- The paper introduces AF-LDM, a latent diffusion model enhanced with an equivariance loss to maintain shift consistency even under fractional shifts.
- It combines ideal resampling techniques and alias-free modules in both VAE and U-Net architectures to suppress aliasing amplification during iterative denoising.
- The approach integrates Equivariant/Cross-frame attention to ensure global consistency, significantly improving performance in video editing and image-to-image translation.
Latent Diffusion Models (LDMs) have achieved impressive results in image synthesis but suffer from instability, where small shifts in input noise can lead to inconsistent outputs. This lack of shift-equivariance hinders their use in applications requiring temporal or spatial consistency, such as video editing and image-to-image translation. The paper "Alias-Free Latent Diffusion Models: Improving Fractional Shift Equivariance of Diffusion Latent Space" (2503.09419) investigates this issue and proposes Alias-Free LDM (AF-LDM) to enhance consistency by making the models more shift-equivariant.
The authors identify several reasons for the instability in standard LDMs (like Stable Diffusion, SD):
- Aliasing amplification: The training process of the VAE encoder-decoder can amplify aliasing effects despite initial alias-free designs.
- Accumulated aliasing: The iterative denoising process in the U-Net involves multiple steps, allowing aliasing to accumulate over time.
- Non-equivariant self-attention: Standard self-attention modules, sensitive to global positions, are not inherently shift-equivariant under arbitrary (non-circular) shifts.
To address these challenges, AF-LDM introduces improvements in two main areas:
- Continuous Latent Representation via Equivariance Loss:
- The goal is to ensure that the latent space represents a band-limited continuous signal, making fractional shifts well-defined and predictable.

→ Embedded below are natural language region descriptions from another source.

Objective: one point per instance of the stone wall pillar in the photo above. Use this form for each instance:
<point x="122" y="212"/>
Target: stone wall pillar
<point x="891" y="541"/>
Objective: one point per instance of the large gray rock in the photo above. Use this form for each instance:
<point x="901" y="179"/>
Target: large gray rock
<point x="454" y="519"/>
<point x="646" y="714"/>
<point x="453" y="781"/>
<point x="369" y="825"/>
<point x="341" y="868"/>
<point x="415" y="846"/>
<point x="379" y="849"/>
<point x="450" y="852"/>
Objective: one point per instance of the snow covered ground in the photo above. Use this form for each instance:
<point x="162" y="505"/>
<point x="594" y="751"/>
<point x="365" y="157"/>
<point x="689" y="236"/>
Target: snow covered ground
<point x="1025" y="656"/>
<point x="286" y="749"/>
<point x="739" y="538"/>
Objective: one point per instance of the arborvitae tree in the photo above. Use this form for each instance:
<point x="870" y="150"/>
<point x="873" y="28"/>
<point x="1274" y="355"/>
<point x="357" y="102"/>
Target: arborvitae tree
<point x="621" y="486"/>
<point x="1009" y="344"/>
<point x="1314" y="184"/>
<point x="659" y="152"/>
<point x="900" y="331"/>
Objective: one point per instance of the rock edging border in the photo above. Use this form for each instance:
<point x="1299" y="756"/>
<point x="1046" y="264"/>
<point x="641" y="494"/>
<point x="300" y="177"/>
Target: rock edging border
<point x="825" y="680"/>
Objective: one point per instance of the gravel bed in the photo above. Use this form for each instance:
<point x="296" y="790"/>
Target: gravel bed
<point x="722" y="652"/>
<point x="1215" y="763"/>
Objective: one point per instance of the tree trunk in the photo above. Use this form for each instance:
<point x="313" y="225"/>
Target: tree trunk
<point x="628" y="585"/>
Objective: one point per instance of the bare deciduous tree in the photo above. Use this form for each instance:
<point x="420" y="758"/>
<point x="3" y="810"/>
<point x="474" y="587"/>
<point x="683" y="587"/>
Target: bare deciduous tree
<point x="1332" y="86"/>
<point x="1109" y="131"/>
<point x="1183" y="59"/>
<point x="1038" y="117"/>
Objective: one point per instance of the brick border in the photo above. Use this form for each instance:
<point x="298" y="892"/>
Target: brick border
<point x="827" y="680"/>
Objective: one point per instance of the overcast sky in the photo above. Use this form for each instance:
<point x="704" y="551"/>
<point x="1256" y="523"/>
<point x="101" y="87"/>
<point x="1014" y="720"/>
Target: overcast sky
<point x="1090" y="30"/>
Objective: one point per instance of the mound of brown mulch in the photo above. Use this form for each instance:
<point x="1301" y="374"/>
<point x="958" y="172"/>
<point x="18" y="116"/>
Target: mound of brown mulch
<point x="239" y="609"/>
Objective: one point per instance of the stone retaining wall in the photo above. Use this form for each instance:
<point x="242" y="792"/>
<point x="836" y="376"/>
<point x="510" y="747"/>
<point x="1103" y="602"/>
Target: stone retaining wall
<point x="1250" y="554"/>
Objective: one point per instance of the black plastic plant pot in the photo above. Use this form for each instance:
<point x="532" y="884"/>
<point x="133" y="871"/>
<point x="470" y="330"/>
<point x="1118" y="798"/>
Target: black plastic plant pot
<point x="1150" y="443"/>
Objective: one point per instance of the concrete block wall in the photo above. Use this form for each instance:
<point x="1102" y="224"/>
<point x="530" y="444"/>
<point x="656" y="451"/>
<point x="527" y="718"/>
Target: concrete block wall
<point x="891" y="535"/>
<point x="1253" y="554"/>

- The model architecture incorporates anti-aliasing techniques inspired by StyleGAN3 (2106.11237) and Alias-Free Convnets (AFC) (2303.05253):
- Ideal Downsampling: Replaces strided convolution with convolution + ideal low-pass filter + nearest downsampling. The low-pass filter is implemented in the Fourier domain.
- Ideal Upsampling: Uses zero-padding + convolution with a sinc kernel, also implemented as multiplication in the Fourier domain.
- Filtered Nonlinearity: Wraps nonlinear activation functions between ideal upsampling and downsampling to suppress high frequencies introduced by the nonlinearity.
- These alias-free modules are applied to both the VAE and the U-Net.
- Crucially, an equivariance loss is added to the training objective. This loss directly penalizes deviations from shift-equivariance:
- For a network f with scaling factor k, the loss is L=∣∣f(TΔ(x))−Tk⋅Δ(f(x))∣∣22, where TΔ is a fractional shift operator (Fourier shift).
- For the VAE: LeqVAE is computed separately for the encoder E and decoder D using cropped integer pixel shifts Δ=(Δx,Δy) on the input image x and corresponding fractional shifts Δ/k on the latent z. A valid mask MΔ is used to exclude padded regions from the loss calculation.
- For the U-Net: LeqLDM is computed using fractional circular shifts TΔcir on the noisy latent zt. Circular shift is used for the input latent to avoid large padding effects in the iterative process, but a cropped mask MΔ is still applied to the output difference.
- This loss encourages the network to only utilize low-frequency information that is consistent across shifts, preventing aliasing amplification during training.
- Equivariant Attention (EA) / Cross-Frame Attention (CFA):
- Standard self-attention fails to be fully equivariant under non-circular shifts because the key and value pools change with the shifted input.
- Equivariant Attention addresses this by fixing the keys and values from a reference frame (xr) while allowing the queries to come from the shifted frame (xs). The operation becomes EA(xr,xs)=softmax(xsWQ(xrWK)⊤)xrWV.
- This mechanism is equivalent to Cross-Frame Attention (CFA), commonly used in video diffusion models during inference.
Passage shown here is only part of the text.